Lithium batteries, including lithium hydride and lithium-ion batteries, have become popular in consumer electronic devices because of their light weight, high energy density, and relatively long service life. Lithium is so reactive that it will catch fire if it comes into contact with water. However, modern lithium batteries use chemically bound lithium, so they are not easy to react to. Like nickel batteries, there are many variations of lithium batteries, but the most popular one is lithium-ion batteries. These designs result in the absence of free lithium at any stage of the charge or discharge cycle.
The application of lithium battery in power grids and utilities has begun to grow and has been tested in many places. In 2013, an early large experimental battery storage device, rated at 2 megawatts, was put into operation in the Orkney Islands off the northwest coast of Scotland. In 2017, US utility San Diego Gas and Power Company (San Diego Gas and Electric) opened a 30-megawatt battery storage facility based on lithium-ion batteries with a storage capacity of 120MW hours. Southern California Edison Utilities is also planning to build a 20-megawatt facility. The future development of lithium batteries is likely to benefit from carmakers' interest in using lithium batteries in hybrid and electric vehicles.
Lithium batteries are being used more and more, but what are the related environmental impacts? Batteries are famous for their great impact on the environment. This chapter focuses on the environmental impact of two kinds of lithium battery chemicals used in electric vehicles. How to evaluate the environmental performance of two different lithium batteries? To avoid the shift of burden from one lifecycle phase to another, a complete lifecycle perspective is important. A good way to assess the environment of a product is to adopt a life cycle approach; that is, all life cycle stages of the product are taken into account. This chapter first focuses on the availability and demand of lithium. Is it possible to meet the demand for lithium in the future? It is concluded from the extensive literature review that the availability of lithium may not constitute an obstacle.

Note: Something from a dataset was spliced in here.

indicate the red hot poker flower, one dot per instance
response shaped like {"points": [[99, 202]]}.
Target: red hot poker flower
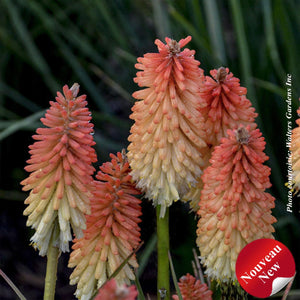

However, in order to ensure this situation, certain conditions must be met. Secondly, a comprehensive life cycle assessment (LCA) was carried out, and lithium manganate (LMO) and lithium iron phosphate (LFP) batteries were compared. LCA covers all life stages of the traction battery, including the extraction of raw materials, the manufacture and use of the battery and the final disposal and recycling of the materials contained in the battery. The overall environmental performance of the battery depends to a large extent on its efficiency and is directly related to the energy mix related to its use. Life durability and efficiency are key environmental performance indicators. The difference between the two types of batteries is in the manufacturing and recycling stages. The scores of the two technologies are different depending on the type of impact.
Rechargeable lithium batteries have conquered the market for portable consumer electronics and, more recently, electric and hybrid systems for different types of vehicles. Since the 1990s, consumer applications such as mobile phones, laptops and calculators, digital cameras and cameras, portable radios and televisions, electric razors and toothbrushes, and medical and communications equipment have created a growing market for powerful rechargeable batteries. Lithium batteries are rapidly replacing Ni-MH batteries. Since the beginning of the 21st century, large advanced lithium batteries are becoming a new source of energy in transportation and fixed power markets, including electric vehicle propulsion, backup power, ocean observation mobile robots, and mission-critical applications. So far, lithium-ion batteries have not been used to a great extent in storing renewable energy and balancing the power grid.